Хочешь не хочешь, а достоверное прошлое существует. Да, оно неполное в силу того, что история не располагает всей информацией, которая нужна для полного освещения. Исторические факты фрагментарны и лакунарны, а кое в чем искажены. Да, та история, которая предстает в трудах историков, — это реконструкция и интерпретация. Но это не значит, что она ложна и равноправна с полюбившимся историку мифом. Она лишь местами детальна, часто обрисована грубыми чертами, но в основном верна. Ее основные черты чаще всего подтверждаются дальнейшими исследованиями, новой информацией, она становится всё более детальной и надежной. Другое дело, что мы узнаем всё новые детали и аспекты, но они ложатся на надежный остов.

Все-таки Новая Хронология математика Фоменко — это миф. И арийская биография славянского рода в палеолите, придуманная биохимиком Клёсовым, — тоже миф. И благонамеренные сказания министра Мединского, который мнит себя историком, — миф. Хотя все они — факты современной историографии.

«Что значит — нельзя рассматривать исторические труды и события с позиции национальных интересов? Почему это „лженаучно“? Вот это вообще за гранью моего понимания.
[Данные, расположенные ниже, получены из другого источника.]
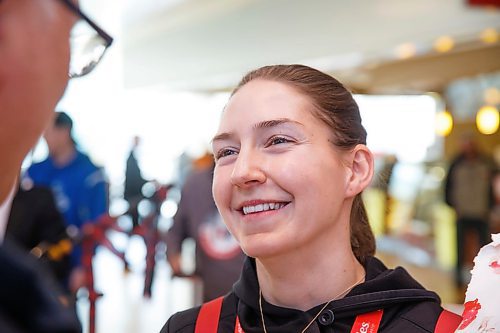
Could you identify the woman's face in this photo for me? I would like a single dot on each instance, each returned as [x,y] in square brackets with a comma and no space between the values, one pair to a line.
[279,182]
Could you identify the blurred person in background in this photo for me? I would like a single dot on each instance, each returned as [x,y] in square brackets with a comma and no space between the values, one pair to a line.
[219,258]
[469,191]
[79,186]
[36,225]
[34,62]
[134,181]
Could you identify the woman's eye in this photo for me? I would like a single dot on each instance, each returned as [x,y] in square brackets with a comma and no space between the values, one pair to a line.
[224,152]
[277,140]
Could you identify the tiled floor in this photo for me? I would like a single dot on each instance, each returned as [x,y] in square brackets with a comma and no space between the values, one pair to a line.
[123,309]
Пардон, а с позиций интересов какой другой страны я должен рассматривать историю своего Отечества?»

С позиций интересов Республики Ученых. То есть интересов науки. Они совпадают с интересами нашей страны, России. Потому что России настоятельно нужны не мифы, а правдивая история. Если историю переделывать каждый раз под сиюминутные интересы какой-либо страны или корпорации, то это не история, а пропаганда. Министры слишком часто заинтересованы именно в пропаганде. А нам позарез нужна история.

Еще один историк-эмигрант, вряд ли читавший эту аргументацию Мединского, антинорманистка Л. П. Грот, сумела соединить его 1-й и 5-й аргументы в одну лаконичную фразу: «Если в России и нужно создавать политические мифы, то они должны питаться интересами страны, а не быть ей чуждыми» (Грот Л. П. 2013. Чем опасен политический миф норманизма? — сайт «Переформат»). Она рассматривает дискуссию о начальных годах Руси как столкновение двух мифов, как идеологическую борьбу — вполне в советском духе. И, выступая в защиту одного из этих мифов, как ей представляется, патриотического, ощущает себя в Швеции на передовых позициях фронта идеологической схватки. Между тем коренной вопрос заключен в ее формулировке, смягченной сослагательным наклонением: «Если в России и нужно создавать политические мифы…». По Грот, очевидно, нужно. По Мединскому — тоже.

С моей точки зрения — категорически нет. И уж во всяком случае это не задача истории как науки.